Título: Sem autorização judicial, gravação que envolve Jucá vira arma de defesa
Autor: Vasconcelo Quadros
Fonte: O Estado de São Paulo, 17/04/2005, Nacional, p. A10

BRASÍLIA - O uso de uma gravação telefônica sem autorização judicial no inquérito que apura a citação do nome do ministro da Previdência, Romero Jucá, em conversa sobre cobrança de propina com recursos federais para a prefeitura de Cantá (RR) deverá se transformar em polêmica jurídica. O ministro, o ex-prefeito Paulo de Souza Peixoto, conhecido como Cão Pelado, um empreiteiro e pelo menos outras quatro pessoas envolvidas no caso correm o risco de ser indiciados por peculato num inquérito que vem sendo tocado pela Polícia Federal e que foi avocado pelo Supremo Tribunal Federal (STF) por envolver o nome de Jucá. Laudos e documentos sobre a liberação e a real aplicação dos recursos federais rastreados pela Polícia Federal apontam indícios fortes para o enquadramento do prefeito e seus auxiliares no desvio. Em relação ao suposto envolvimento do ministro, no entanto, o indício mais forte é um laudo pericial sobre a transcrição da fita cassete em que a propina é discutida. Os interlocutores citam várias vezes "os dez por cento" que seriam destinados ao senador, mas o nome de Jucá só surge de longe, numa voz de fundo, pela boca de Cão Pelado. "É 20 por cento naquele negócio do Jucá, é?", pergunta o ex-prefeito ao suposto articulador da propina.

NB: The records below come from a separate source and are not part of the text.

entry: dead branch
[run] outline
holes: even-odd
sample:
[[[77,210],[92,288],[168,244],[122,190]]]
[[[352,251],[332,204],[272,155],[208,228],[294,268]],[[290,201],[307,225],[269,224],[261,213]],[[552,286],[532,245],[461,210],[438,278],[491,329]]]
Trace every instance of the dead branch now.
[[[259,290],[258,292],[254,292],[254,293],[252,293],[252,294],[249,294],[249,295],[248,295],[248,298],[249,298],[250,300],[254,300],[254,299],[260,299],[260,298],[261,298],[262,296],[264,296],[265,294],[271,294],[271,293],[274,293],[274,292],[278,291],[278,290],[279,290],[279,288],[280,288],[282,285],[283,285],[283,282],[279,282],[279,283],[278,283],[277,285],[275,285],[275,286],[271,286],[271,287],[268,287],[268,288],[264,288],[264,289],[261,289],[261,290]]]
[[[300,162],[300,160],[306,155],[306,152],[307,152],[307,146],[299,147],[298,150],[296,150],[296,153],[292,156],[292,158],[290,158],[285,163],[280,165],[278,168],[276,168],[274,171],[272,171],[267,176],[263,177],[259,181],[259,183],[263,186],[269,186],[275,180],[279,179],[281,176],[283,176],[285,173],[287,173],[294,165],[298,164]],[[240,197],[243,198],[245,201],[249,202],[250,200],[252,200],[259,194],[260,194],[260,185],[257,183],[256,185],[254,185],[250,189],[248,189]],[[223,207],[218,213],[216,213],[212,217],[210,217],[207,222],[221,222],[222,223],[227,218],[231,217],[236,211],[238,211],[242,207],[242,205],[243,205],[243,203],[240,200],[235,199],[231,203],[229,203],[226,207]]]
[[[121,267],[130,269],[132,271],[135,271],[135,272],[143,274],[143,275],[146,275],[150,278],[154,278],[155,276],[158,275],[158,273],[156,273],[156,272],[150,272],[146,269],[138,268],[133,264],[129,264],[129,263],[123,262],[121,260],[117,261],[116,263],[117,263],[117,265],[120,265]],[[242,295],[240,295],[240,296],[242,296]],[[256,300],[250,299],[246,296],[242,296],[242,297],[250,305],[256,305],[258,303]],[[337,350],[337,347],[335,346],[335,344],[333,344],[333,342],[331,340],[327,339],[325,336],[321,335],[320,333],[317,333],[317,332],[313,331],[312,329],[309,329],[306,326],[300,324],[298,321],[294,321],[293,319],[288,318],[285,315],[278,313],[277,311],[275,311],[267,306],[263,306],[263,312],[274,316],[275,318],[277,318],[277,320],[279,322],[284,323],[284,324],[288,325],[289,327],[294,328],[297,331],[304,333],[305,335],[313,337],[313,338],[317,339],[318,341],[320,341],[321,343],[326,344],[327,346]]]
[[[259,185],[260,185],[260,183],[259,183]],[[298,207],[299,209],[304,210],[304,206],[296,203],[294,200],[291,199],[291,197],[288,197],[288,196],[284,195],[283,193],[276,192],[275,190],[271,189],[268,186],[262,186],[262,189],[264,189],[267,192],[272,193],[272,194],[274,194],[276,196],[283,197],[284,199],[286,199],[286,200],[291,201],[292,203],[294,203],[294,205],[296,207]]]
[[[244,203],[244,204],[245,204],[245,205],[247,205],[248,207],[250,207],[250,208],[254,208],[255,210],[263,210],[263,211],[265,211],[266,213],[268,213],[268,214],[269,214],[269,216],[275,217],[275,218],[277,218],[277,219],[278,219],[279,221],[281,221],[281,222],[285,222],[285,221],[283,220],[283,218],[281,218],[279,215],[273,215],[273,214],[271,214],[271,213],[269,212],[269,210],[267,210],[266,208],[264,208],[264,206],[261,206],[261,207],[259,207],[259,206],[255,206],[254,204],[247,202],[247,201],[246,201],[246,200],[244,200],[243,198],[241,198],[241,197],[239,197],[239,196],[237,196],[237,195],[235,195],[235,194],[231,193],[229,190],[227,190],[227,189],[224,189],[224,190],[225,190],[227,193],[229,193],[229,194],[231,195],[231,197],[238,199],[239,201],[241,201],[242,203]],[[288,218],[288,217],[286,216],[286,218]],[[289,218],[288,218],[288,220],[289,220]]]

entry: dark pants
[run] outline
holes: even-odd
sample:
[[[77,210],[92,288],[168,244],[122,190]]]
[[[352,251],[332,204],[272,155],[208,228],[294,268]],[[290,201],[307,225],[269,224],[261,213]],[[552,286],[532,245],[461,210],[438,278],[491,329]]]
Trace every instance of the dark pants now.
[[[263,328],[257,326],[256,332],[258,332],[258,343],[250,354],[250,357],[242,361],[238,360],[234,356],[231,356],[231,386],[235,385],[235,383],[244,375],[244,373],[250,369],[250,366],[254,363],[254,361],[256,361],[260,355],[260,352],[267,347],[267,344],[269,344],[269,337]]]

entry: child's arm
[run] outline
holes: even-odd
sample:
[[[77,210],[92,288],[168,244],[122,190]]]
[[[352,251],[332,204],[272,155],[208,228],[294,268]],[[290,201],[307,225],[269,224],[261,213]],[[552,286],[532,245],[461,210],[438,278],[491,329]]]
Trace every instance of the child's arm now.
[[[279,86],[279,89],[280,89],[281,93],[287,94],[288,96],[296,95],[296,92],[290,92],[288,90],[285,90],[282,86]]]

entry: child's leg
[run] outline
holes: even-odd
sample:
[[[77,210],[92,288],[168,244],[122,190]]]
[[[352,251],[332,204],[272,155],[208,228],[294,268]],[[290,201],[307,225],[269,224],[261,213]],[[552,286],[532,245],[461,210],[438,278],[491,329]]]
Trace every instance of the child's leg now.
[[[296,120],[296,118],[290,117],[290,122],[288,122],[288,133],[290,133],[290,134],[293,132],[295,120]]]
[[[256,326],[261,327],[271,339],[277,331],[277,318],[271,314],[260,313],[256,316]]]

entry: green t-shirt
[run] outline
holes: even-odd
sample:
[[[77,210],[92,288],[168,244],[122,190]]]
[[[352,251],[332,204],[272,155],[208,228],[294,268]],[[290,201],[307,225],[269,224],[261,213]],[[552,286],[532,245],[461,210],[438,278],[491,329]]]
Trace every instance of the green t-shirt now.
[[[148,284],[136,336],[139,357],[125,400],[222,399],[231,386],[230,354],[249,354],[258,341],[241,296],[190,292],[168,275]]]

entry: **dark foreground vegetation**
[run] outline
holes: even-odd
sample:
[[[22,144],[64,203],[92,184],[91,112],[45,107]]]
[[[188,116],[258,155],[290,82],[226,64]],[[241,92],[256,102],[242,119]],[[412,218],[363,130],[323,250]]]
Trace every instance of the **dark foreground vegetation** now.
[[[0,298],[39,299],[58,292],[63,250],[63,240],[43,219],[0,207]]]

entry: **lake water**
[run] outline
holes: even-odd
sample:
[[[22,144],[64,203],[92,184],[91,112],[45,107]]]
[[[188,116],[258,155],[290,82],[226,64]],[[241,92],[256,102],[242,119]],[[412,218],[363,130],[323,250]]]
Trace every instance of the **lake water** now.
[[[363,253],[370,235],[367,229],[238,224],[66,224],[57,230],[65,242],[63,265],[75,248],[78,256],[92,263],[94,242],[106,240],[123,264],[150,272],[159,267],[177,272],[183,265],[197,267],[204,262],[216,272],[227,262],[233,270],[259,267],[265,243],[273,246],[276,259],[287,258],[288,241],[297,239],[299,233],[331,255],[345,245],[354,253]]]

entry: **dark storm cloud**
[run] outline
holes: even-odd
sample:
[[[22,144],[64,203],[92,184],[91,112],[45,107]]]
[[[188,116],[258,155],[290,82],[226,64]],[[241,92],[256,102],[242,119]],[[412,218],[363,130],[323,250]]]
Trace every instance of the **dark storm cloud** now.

Degravada, a conversa se transformou num laudo pericial que serviu de trilha para a investigação e está anexado ao inquérito que hoje tramita em sigilo no STF, sob a responsabilidade do ministro Marco Aurélio Melo. Na PF, a tendência é que Jucá também seja indiciado, independentemente do entendimento jurídico que o procurador-geral Cláudio Fonteles ou o ministro Marco Aurélio venham a ter em relação à instauração da ação penal.

"Se a gravação não teve autorização judicial, a prova é ilícita. É um nada jurídico. É uma questão de respeito ao processo legal. Uma escuta lida com a vida privada e o direito individual das pessoas", diz o advogado Antônio Carlos de Almeida Castro, o Kakai, que defende o ministro Romero Jucá em outro caso, o do empréstimo da Frangonorte no Banco da Amazônia S.A (Basa). Uma fonte da Polícia Federal ouvida pelo Estado acha que o caso pode levantar a mesma polêmica jurídica que resultou na absolvição, pelo STF, do ex-presidente Fernando Collor no processo que julgou seu ex-caixa de campanha, Paulo César Farias, o PC.

Collor acabou absolvido no processo porque a apreensão dos computadores, num dos escritórios de PC Farias, não tinha autorização judicial. O restante das provas foi inutilizado porque estava contaminado. O ex-caixa, assassinado em 1996 pela namorada Suzana Marcolino, acabou condenado em outros inquéritos. Aos policiais que investigaram Collor, restou apenas a interpretação de que o ex-presidente foi absolvido porque já havia sido punido pela cassação.

Kakai lembra já ter obtido várias vitórias na Justiça ao derrubar investigações iniciadas com provas consideradas ilícitas. No caso de Jucá, caso venha mesmo a ser indiciado, a PF aposta que a nova composição do STF pode ter uma interpretação jurídica diferente.